Socando o Ar | Ibi Zoboi e Yusef Salaam

18 ago, 2021 Por Clara Vieira

Escrever uma resenha sobre Socando o Ar, obra de Ibi Zoboi e Yusef Salaam publicada pela editora Harper Collins Brasil, se mostrou como um desafio para mim por diversas razões. A primeira foi seu formato, já que era a primeira vez que eu lia uma obra que contava uma história no formato de poesia. Outro desafio grande era poder falar de maneira respeitosa sobre uma história que aponta o racismo presente em nossa sociedade atual, admitindo também minha branquitude e minha posição de aprendizado ao fazê-lo. Apesar disso, aceitei esses desafios com muita felicidade, porque seria uma oportunidade de aprender e de sair da zona de conforto na qual a literatura atual facilmente nos enreda. Assim mergulhei na história de Amal Shahid, um adolescente preto de 16 anos julgado e condenado à prisão por um crime que ele não cometera. Acompanhamos ao longo da narrativa o processo de julgamento e aprisionamento de Amal, sua maneira de significar o que lhe acontecia, e a importância da arte para ele. 

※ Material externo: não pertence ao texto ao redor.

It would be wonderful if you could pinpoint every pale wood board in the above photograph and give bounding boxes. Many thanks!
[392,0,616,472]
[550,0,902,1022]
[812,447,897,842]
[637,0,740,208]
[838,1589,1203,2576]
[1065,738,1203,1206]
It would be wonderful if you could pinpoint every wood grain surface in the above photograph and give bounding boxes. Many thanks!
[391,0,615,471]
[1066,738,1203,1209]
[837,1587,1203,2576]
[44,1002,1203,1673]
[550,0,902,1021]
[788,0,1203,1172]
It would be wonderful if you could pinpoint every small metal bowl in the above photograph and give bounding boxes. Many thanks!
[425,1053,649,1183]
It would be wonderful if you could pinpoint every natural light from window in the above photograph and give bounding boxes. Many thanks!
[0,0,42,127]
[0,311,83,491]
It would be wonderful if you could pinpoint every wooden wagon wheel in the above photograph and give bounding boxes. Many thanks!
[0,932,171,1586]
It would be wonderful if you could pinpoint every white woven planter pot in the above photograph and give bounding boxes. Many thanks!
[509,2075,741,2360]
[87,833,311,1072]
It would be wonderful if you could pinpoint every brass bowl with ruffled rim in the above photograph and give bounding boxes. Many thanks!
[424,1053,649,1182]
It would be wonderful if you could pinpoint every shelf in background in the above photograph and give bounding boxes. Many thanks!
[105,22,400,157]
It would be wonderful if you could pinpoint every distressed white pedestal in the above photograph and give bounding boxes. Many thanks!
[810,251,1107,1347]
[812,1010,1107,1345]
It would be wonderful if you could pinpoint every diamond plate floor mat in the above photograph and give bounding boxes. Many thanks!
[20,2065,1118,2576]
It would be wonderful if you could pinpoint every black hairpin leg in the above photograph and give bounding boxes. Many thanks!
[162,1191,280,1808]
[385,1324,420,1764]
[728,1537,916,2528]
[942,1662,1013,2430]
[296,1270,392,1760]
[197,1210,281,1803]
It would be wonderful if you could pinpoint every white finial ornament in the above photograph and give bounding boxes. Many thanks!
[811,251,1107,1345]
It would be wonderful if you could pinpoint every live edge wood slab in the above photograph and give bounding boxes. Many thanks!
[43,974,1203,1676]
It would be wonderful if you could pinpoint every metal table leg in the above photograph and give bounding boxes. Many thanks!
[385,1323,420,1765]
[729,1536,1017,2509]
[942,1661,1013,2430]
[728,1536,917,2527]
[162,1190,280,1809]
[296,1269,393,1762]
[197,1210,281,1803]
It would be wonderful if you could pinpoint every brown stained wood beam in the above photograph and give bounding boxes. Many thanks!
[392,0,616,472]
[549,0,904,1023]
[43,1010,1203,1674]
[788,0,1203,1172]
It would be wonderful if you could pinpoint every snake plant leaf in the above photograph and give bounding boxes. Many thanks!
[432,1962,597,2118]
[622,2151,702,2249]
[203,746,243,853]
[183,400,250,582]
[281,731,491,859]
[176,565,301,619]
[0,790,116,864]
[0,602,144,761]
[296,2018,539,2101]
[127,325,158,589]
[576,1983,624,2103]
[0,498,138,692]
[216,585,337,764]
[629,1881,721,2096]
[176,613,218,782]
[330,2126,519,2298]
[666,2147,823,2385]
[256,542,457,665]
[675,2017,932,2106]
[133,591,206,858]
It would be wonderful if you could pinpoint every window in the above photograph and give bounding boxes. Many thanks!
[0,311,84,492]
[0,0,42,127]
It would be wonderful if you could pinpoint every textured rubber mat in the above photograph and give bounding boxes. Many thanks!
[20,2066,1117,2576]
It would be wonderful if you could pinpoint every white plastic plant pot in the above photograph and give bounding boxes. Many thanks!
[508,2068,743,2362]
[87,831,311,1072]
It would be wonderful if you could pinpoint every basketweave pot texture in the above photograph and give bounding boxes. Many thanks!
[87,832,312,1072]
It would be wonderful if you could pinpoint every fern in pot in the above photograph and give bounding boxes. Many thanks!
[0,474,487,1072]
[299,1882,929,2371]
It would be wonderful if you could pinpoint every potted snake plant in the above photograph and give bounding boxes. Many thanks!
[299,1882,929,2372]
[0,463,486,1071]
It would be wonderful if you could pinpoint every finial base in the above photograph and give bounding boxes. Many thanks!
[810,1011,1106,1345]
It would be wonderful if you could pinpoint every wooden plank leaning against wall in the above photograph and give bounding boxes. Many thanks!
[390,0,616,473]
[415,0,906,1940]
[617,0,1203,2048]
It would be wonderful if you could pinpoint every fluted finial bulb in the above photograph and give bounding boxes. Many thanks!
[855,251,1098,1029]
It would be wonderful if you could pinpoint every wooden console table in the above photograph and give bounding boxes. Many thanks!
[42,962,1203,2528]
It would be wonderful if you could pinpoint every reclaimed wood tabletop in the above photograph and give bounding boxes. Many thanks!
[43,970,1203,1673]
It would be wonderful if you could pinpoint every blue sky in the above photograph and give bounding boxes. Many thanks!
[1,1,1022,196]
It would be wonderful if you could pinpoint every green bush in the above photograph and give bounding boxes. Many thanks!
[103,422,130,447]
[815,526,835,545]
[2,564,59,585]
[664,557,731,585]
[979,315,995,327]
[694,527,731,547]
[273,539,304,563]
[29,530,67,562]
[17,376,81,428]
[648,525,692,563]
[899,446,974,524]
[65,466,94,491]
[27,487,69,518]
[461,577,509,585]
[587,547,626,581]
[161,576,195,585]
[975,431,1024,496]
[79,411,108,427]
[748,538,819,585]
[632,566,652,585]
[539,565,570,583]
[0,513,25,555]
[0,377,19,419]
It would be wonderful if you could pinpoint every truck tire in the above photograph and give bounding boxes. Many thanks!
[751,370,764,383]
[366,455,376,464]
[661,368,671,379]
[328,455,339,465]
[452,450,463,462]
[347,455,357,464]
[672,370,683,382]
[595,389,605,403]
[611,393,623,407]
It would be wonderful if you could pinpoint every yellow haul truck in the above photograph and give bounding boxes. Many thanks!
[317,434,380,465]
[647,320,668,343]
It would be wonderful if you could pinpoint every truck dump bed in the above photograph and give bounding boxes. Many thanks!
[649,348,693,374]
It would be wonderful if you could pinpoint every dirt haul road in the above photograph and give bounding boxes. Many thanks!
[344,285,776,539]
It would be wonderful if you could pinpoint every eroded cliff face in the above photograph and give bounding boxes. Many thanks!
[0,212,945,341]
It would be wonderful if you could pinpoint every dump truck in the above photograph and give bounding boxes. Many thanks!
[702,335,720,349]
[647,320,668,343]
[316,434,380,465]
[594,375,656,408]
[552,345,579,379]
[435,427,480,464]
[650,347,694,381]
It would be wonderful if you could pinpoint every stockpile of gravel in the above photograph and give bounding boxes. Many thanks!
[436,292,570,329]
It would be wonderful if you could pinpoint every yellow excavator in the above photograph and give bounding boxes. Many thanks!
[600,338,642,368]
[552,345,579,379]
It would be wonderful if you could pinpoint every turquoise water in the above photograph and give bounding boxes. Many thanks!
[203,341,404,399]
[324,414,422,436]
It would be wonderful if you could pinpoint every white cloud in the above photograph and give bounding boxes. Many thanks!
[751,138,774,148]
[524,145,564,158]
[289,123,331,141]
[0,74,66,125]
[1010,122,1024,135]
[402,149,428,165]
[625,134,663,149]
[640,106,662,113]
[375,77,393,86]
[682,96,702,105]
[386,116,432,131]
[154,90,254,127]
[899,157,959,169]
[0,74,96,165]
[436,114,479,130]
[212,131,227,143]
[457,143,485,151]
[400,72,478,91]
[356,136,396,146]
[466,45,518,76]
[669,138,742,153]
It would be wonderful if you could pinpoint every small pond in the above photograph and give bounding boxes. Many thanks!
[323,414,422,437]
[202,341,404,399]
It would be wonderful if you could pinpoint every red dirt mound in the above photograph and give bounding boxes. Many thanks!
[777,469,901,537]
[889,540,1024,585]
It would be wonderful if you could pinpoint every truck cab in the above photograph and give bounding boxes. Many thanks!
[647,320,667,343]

Ao ler sobre Amal e sua vida fui sendo levada pelo fluxo narrativo, o que pude reconhecer que era um mérito da estrutura poética deste livro. O que poderia parecer à primeira vista como um formato que talvez dificultasse a leitura teve o efeito oposto em mim. A história foi sendo construída de maneira bastante imagética e afetiva, de modo que me senti envolvida na narrativa. Desta forma, acredito que todos os aspectos formais foram essenciais para compor a história: a ordem dos versos, das palavras, as diversas metáforas e os desenhos que acompanham a narrativa. Justamente por causa da influência da formatação do texto na beleza e profundidade desta história é que eu recomendo que a leitura seja feita no livro físico.

Apenas ao terminar a leitura compreendi também que a poesia me parecia a melhor maneira através da qual essa história poderia ser contada, por nos permitir compreender as injustiças perpetuadas pelo racismo de maneira não apenas intelectualizada, mas também emocional. Muitas vezes corremos o risco de analisar problemas sociais de maneira afastada, como se aquilo não nos dissesse respeito, como se não existissem pessoas de verdade envolvidas nessas situações. As diversas formas de arte se mostram como um contraponto a isto enquanto uma via  de envolvimento intelectual e emocional com a narrativa apresentada.

Audre Lorde aponta isso em um dos textos presentes no livro “Irmã Outsider” intitulado “A poesia não é um luxo”. Nele, a autora preta, feminista e lésbica aponta como faz parte de nossa sociedade patriarcal e racista o favorecimento das ideias, relegando aspectos emocionais a algo inconveniente que deve ser apenas tolerado; em resumo, a poesia tende a ser vista como um luxo. Em contraponto, Lorde nos mostra como os sentimentos são importantes enquanto condutores rumo a um futuro diferente. A poesia, por trazer para a linguagem os afetos que até então não tinham tomado forma, apresenta-se então como uma fusão entre sentimentos e ideias. Quando os afetos que até então eram corpo tornam-se também palavras, pode-se compreendê-los, o que traz consigo a potência de poder criar um futuro diferente.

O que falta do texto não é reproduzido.